In defending the allegation, counsel for Della Rosa argued that the conduct complained of was not 'conduct of a sexual nature' because it did not constitute any of the conduct prescribed by the Act.

The Tribunal emphatically rejected this argument, noting that the definition of sexual conduct is not limited to those matters listed. In any event, Mr Hussain’s conduct of looking at the Applicant’s breast area while speaking to her was clearly an act of a sexual nature and which was unwelcome conduct in the circumstances. The member noted that 'it should now be axiomatic' that this conduct amounted to unwelcome conduct of a sexual nature.

Discrimination claim

Following the complaint, the Applicant alleged that her manager said to her 'you are Indian, I don’t like Indians, they always cause problems'. The member held that it was more probable than not that these comments were made as alleged and that she was treated unfavourably because of the attribute (i.e. being Indian).

In relation to the investigation, the Tribunal also held that Della Rossa treated the Applicant unfavourably by requiring her to meet Della Rossa’s managing director at his office at another site which was an unfamiliar and formal setting. In contrast, Mr Hussain was permitted to meet the managing director in a room at his own workplace.
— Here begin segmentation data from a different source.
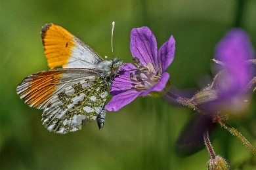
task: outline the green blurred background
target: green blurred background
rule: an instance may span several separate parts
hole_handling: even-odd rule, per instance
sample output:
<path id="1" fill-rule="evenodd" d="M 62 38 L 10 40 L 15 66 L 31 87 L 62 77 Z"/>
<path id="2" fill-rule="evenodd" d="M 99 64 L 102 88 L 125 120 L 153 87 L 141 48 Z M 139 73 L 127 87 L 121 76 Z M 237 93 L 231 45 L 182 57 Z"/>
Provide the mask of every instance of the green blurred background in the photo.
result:
<path id="1" fill-rule="evenodd" d="M 133 27 L 149 26 L 158 46 L 173 35 L 175 59 L 168 69 L 171 84 L 202 87 L 211 78 L 215 46 L 228 29 L 244 28 L 256 46 L 256 1 L 0 2 L 1 169 L 206 169 L 205 149 L 186 157 L 175 152 L 181 131 L 195 114 L 189 109 L 171 106 L 161 98 L 140 97 L 117 112 L 108 112 L 102 131 L 91 123 L 81 131 L 58 135 L 42 126 L 42 111 L 25 105 L 16 86 L 27 75 L 48 69 L 39 36 L 45 24 L 60 25 L 102 56 L 111 56 L 111 25 L 115 21 L 115 55 L 131 61 Z M 248 114 L 230 123 L 255 146 L 253 97 Z M 232 167 L 250 158 L 245 146 L 224 129 L 217 128 L 215 136 L 216 152 Z"/>

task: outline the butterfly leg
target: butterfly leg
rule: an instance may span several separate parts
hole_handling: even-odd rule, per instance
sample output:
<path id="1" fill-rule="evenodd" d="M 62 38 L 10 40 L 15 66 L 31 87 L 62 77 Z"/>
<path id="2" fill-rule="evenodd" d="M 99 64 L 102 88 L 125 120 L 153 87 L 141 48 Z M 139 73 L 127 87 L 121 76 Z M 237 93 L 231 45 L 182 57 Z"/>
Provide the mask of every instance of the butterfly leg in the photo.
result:
<path id="1" fill-rule="evenodd" d="M 100 130 L 103 128 L 104 123 L 105 122 L 105 116 L 106 116 L 106 110 L 102 109 L 100 112 L 98 114 L 97 116 L 97 123 L 98 126 Z"/>

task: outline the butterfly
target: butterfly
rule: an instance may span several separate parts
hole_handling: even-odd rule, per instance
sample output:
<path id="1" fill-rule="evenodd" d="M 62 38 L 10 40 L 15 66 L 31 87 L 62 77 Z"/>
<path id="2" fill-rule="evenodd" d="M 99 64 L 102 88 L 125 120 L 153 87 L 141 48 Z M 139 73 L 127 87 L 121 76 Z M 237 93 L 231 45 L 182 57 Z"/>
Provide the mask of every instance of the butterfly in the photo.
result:
<path id="1" fill-rule="evenodd" d="M 86 122 L 103 128 L 108 89 L 123 64 L 117 58 L 104 60 L 63 27 L 47 24 L 41 36 L 51 69 L 30 75 L 16 92 L 25 103 L 42 109 L 43 124 L 64 134 L 81 129 Z"/>

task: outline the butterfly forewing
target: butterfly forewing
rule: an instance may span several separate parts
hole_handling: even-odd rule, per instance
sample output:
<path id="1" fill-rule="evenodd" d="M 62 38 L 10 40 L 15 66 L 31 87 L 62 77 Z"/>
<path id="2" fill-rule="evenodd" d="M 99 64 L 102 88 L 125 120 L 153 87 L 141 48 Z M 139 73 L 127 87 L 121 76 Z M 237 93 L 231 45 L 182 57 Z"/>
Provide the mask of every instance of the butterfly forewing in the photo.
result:
<path id="1" fill-rule="evenodd" d="M 63 27 L 45 24 L 41 32 L 47 63 L 51 69 L 94 69 L 102 58 L 88 45 Z"/>
<path id="2" fill-rule="evenodd" d="M 61 69 L 31 75 L 18 85 L 17 94 L 30 107 L 43 109 L 43 124 L 54 132 L 81 129 L 95 120 L 108 95 L 100 73 L 86 69 Z"/>

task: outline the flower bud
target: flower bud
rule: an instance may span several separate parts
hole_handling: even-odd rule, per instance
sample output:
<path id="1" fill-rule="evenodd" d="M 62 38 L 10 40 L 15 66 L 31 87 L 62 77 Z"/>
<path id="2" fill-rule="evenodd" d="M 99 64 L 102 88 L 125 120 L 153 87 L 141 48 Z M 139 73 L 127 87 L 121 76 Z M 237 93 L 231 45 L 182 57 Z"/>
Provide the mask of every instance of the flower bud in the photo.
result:
<path id="1" fill-rule="evenodd" d="M 208 169 L 209 170 L 227 170 L 229 169 L 228 163 L 219 156 L 216 156 L 215 158 L 211 158 L 208 162 Z"/>
<path id="2" fill-rule="evenodd" d="M 204 89 L 196 94 L 192 102 L 196 105 L 210 102 L 217 99 L 217 91 L 209 88 Z"/>

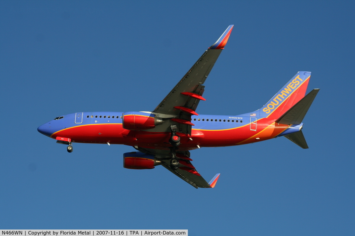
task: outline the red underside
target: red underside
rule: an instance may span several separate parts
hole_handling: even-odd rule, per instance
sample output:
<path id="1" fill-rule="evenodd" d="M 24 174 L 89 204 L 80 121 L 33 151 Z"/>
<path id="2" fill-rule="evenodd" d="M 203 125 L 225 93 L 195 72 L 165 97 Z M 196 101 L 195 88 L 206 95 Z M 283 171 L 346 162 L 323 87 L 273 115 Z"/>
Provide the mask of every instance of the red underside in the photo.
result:
<path id="1" fill-rule="evenodd" d="M 238 145 L 268 139 L 285 130 L 288 126 L 274 123 L 274 120 L 263 118 L 257 121 L 257 131 L 250 130 L 249 124 L 227 130 L 192 129 L 191 136 L 178 133 L 181 137 L 180 150 L 200 147 L 225 146 Z M 267 127 L 267 128 L 266 128 Z M 99 134 L 99 133 L 101 134 Z M 52 138 L 65 137 L 76 143 L 104 143 L 138 146 L 168 150 L 170 134 L 145 131 L 129 131 L 119 124 L 102 124 L 73 127 L 59 131 Z M 192 140 L 189 138 L 191 138 Z M 256 139 L 256 138 L 259 139 Z"/>

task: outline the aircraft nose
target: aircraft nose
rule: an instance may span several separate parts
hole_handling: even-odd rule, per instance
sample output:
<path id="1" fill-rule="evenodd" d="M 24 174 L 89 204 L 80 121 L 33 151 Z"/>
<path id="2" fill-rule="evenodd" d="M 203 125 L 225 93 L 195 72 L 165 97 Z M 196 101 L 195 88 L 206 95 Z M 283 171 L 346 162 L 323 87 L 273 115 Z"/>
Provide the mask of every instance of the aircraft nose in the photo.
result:
<path id="1" fill-rule="evenodd" d="M 45 131 L 47 131 L 48 129 L 48 126 L 47 125 L 47 124 L 44 124 L 37 128 L 37 130 L 41 134 L 44 134 Z"/>
<path id="2" fill-rule="evenodd" d="M 42 125 L 37 128 L 37 130 L 42 134 L 44 134 L 46 136 L 50 135 L 50 131 L 48 130 L 48 124 L 47 123 Z"/>

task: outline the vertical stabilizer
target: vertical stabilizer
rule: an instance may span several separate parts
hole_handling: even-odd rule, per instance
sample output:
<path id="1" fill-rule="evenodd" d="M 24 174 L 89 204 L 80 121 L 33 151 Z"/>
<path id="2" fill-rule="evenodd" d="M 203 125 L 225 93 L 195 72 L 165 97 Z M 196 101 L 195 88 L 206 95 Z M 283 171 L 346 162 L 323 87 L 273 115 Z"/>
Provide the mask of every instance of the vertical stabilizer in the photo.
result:
<path id="1" fill-rule="evenodd" d="M 260 109 L 262 117 L 277 119 L 303 98 L 311 72 L 299 71 Z"/>

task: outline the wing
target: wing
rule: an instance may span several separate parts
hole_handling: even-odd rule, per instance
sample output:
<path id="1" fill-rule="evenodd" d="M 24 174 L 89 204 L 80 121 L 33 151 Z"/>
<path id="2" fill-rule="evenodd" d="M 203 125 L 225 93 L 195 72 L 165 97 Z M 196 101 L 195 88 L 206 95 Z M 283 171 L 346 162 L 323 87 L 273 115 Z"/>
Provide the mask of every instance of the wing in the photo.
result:
<path id="1" fill-rule="evenodd" d="M 206 100 L 202 97 L 204 90 L 202 85 L 226 44 L 233 27 L 229 25 L 217 41 L 203 53 L 153 113 L 169 115 L 174 117 L 173 122 L 189 125 L 191 129 L 193 125 L 189 122 L 191 115 L 198 115 L 195 111 L 198 103 Z"/>
<path id="2" fill-rule="evenodd" d="M 171 154 L 170 151 L 140 147 L 135 147 L 135 148 L 144 153 L 154 155 L 157 158 L 161 160 L 162 166 L 196 189 L 214 188 L 219 177 L 220 174 L 217 174 L 211 181 L 207 183 L 191 163 L 192 160 L 190 158 L 190 153 L 188 151 L 176 151 L 176 157 L 179 159 L 179 168 L 176 170 L 174 170 L 170 168 Z"/>

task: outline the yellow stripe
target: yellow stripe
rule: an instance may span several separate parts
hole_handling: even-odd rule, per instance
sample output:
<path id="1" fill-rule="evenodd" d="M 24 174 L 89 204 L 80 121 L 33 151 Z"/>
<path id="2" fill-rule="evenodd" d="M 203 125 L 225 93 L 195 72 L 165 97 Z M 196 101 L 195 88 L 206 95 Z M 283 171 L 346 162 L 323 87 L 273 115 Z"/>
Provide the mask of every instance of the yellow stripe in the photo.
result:
<path id="1" fill-rule="evenodd" d="M 258 120 L 262 120 L 262 119 L 265 119 L 265 118 L 263 117 L 261 118 L 260 119 L 259 119 L 258 120 L 256 120 L 257 123 L 257 121 Z M 250 123 L 249 123 L 248 124 L 246 124 L 246 125 L 242 125 L 241 126 L 239 126 L 238 127 L 235 127 L 235 128 L 231 128 L 230 129 L 195 129 L 195 130 L 201 130 L 201 131 L 204 130 L 204 131 L 223 131 L 223 130 L 230 130 L 231 129 L 237 129 L 237 128 L 242 128 L 242 127 L 245 127 L 246 126 L 249 125 L 250 124 Z"/>
<path id="2" fill-rule="evenodd" d="M 143 116 L 142 115 L 136 115 L 135 114 L 130 114 L 129 115 L 123 115 L 124 116 L 143 116 L 143 117 L 149 117 L 149 118 L 154 119 L 154 117 L 152 117 L 152 116 Z"/>
<path id="3" fill-rule="evenodd" d="M 72 127 L 69 127 L 69 128 L 66 128 L 65 129 L 61 129 L 59 130 L 56 132 L 55 132 L 51 134 L 50 136 L 50 137 L 51 138 L 52 136 L 57 133 L 58 132 L 60 132 L 60 131 L 62 131 L 63 130 L 65 130 L 66 129 L 69 129 L 72 128 L 76 128 L 77 127 L 80 127 L 81 126 L 86 126 L 87 125 L 122 125 L 122 123 L 105 123 L 105 124 L 89 124 L 88 125 L 78 125 L 76 126 L 73 126 Z"/>
<path id="4" fill-rule="evenodd" d="M 296 91 L 296 90 L 297 90 L 297 89 L 298 89 L 299 88 L 300 88 L 300 87 L 301 87 L 301 86 L 302 86 L 302 85 L 303 84 L 303 83 L 304 83 L 305 82 L 306 82 L 306 81 L 307 81 L 307 80 L 308 80 L 308 79 L 309 79 L 309 78 L 310 78 L 310 77 L 311 77 L 311 76 L 310 76 L 310 76 L 308 76 L 308 78 L 307 78 L 307 79 L 306 79 L 305 80 L 304 80 L 304 81 L 303 81 L 303 82 L 302 82 L 302 83 L 301 83 L 301 84 L 300 84 L 300 86 L 298 86 L 298 88 L 297 88 L 295 90 L 294 90 L 293 91 L 292 91 L 292 92 L 291 92 L 291 93 L 290 93 L 290 94 L 289 94 L 289 96 L 287 96 L 287 98 L 285 98 L 285 99 L 284 99 L 284 100 L 283 100 L 283 101 L 282 101 L 282 102 L 281 102 L 281 103 L 280 103 L 279 105 L 278 105 L 278 106 L 277 107 L 277 108 L 275 108 L 275 109 L 274 109 L 274 110 L 273 110 L 273 111 L 272 111 L 272 112 L 271 112 L 271 113 L 270 113 L 270 114 L 269 114 L 269 115 L 268 115 L 267 116 L 267 117 L 266 117 L 266 118 L 267 118 L 267 117 L 269 117 L 269 116 L 270 116 L 270 115 L 271 115 L 271 114 L 272 114 L 273 113 L 273 112 L 274 112 L 274 111 L 275 111 L 275 110 L 276 110 L 276 109 L 277 109 L 277 108 L 279 108 L 279 107 L 280 107 L 280 106 L 281 105 L 281 104 L 282 104 L 283 103 L 284 103 L 284 102 L 285 102 L 285 101 L 286 101 L 286 100 L 287 100 L 287 99 L 286 98 L 289 98 L 289 97 L 290 97 L 291 96 L 291 95 L 292 95 L 292 94 L 293 94 L 293 93 L 294 93 L 294 92 L 295 92 L 295 91 Z"/>
<path id="5" fill-rule="evenodd" d="M 258 133 L 256 134 L 255 134 L 255 135 L 253 135 L 253 136 L 251 136 L 251 137 L 248 138 L 246 139 L 245 139 L 245 140 L 243 140 L 242 141 L 239 142 L 239 143 L 237 143 L 236 144 L 239 144 L 240 143 L 243 143 L 244 142 L 245 142 L 245 141 L 247 141 L 247 140 L 249 140 L 249 139 L 250 139 L 252 138 L 254 138 L 255 136 L 257 136 L 258 135 L 260 134 L 262 132 L 263 132 L 263 131 L 266 130 L 270 126 L 272 126 L 273 125 L 274 125 L 274 126 L 275 126 L 275 122 L 273 122 L 272 123 L 271 123 L 271 124 L 269 125 L 268 125 L 266 127 L 266 128 L 264 128 L 261 131 L 260 131 L 259 133 Z M 288 126 L 286 128 L 285 128 L 282 131 L 281 131 L 281 132 L 280 132 L 280 133 L 278 133 L 277 134 L 276 134 L 276 135 L 275 135 L 274 136 L 274 137 L 276 137 L 276 136 L 277 136 L 278 135 L 280 134 L 281 133 L 282 133 L 285 130 L 286 130 L 286 129 L 287 129 L 290 126 L 290 126 L 290 125 Z"/>

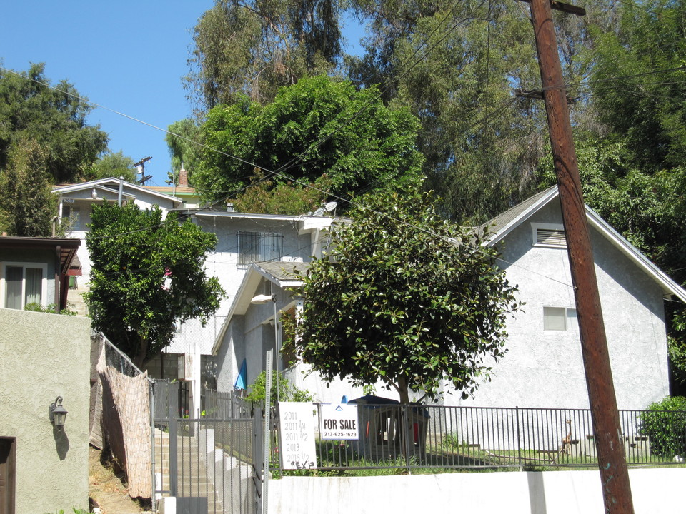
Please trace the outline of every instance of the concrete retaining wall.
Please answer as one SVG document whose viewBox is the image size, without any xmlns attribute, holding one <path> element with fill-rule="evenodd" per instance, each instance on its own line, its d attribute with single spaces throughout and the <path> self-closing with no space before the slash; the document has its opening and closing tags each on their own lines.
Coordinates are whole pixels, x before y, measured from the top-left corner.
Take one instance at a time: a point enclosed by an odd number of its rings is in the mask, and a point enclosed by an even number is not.
<svg viewBox="0 0 686 514">
<path fill-rule="evenodd" d="M 635 514 L 682 512 L 686 468 L 629 472 Z M 597 471 L 288 477 L 269 485 L 269 514 L 604 512 Z"/>
</svg>

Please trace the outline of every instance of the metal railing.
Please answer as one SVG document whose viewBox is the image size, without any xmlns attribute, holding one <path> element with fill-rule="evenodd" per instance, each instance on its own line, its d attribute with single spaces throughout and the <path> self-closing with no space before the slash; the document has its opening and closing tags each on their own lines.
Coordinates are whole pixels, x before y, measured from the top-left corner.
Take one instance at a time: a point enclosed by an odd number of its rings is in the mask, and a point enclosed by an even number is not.
<svg viewBox="0 0 686 514">
<path fill-rule="evenodd" d="M 315 434 L 319 470 L 556 468 L 597 465 L 590 410 L 360 404 L 357 440 L 323 440 Z M 315 409 L 313 409 L 314 411 Z M 316 409 L 320 426 L 321 407 Z M 620 410 L 627 462 L 675 464 L 683 455 L 656 451 L 642 418 Z M 685 412 L 663 413 L 686 420 Z M 686 426 L 682 420 L 680 426 Z M 686 430 L 669 435 L 686 448 Z M 657 435 L 655 436 L 657 438 Z M 272 467 L 280 468 L 278 432 Z M 678 447 L 678 445 L 677 445 Z M 686 453 L 685 450 L 684 453 Z"/>
<path fill-rule="evenodd" d="M 177 497 L 177 512 L 256 512 L 253 440 L 261 423 L 256 426 L 252 419 L 156 421 L 168 427 L 167 432 L 155 433 L 156 495 Z"/>
</svg>

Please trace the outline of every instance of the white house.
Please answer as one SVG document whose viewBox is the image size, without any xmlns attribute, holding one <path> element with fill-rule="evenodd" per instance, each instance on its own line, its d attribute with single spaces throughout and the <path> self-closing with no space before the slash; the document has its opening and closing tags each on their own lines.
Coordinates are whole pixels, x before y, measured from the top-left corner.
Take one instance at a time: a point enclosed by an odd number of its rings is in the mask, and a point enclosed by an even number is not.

The Applicant was also directed to take a week’s annual leave following the complaint, which the Applicant alleged was on the basis of her gender, sex or race. While the Tribunal did not agree with this allegation, it was satisfied she was directed to take leave because she had made a complaint and this amounted to unfavourable treatment.

Finally, the Tribunal also held that Della Rossa treated the Applicant unfavourably by virtue of its decision to transfer her to another site on the basis that more women worked at the other site and the risk of further harassment would be reduced. This decision was because the Applicant is a woman and because she had complained about the sexual harassment.

Victimisation claim

The Tribunal held that Della Rossa had victimised the Applicant in contravention of s 104 on the following grounds:

  1. By directing the Applicant to take annual leave as a consequence of the complaint
  2. The proposed transfer to another site and the associated change of role would have resulted in less satisfying work (less supervisory responsibilities) for the Applicant.

Implications for you

An employer can be liable for the unlawful conduct engaged in by its employees. Further to that, the way in which an employer responds to an allegation of this nature will be closely scrutinised. Workplace investigations must be conducted fairly and in such a way as not to discriminate or victimise the complainant.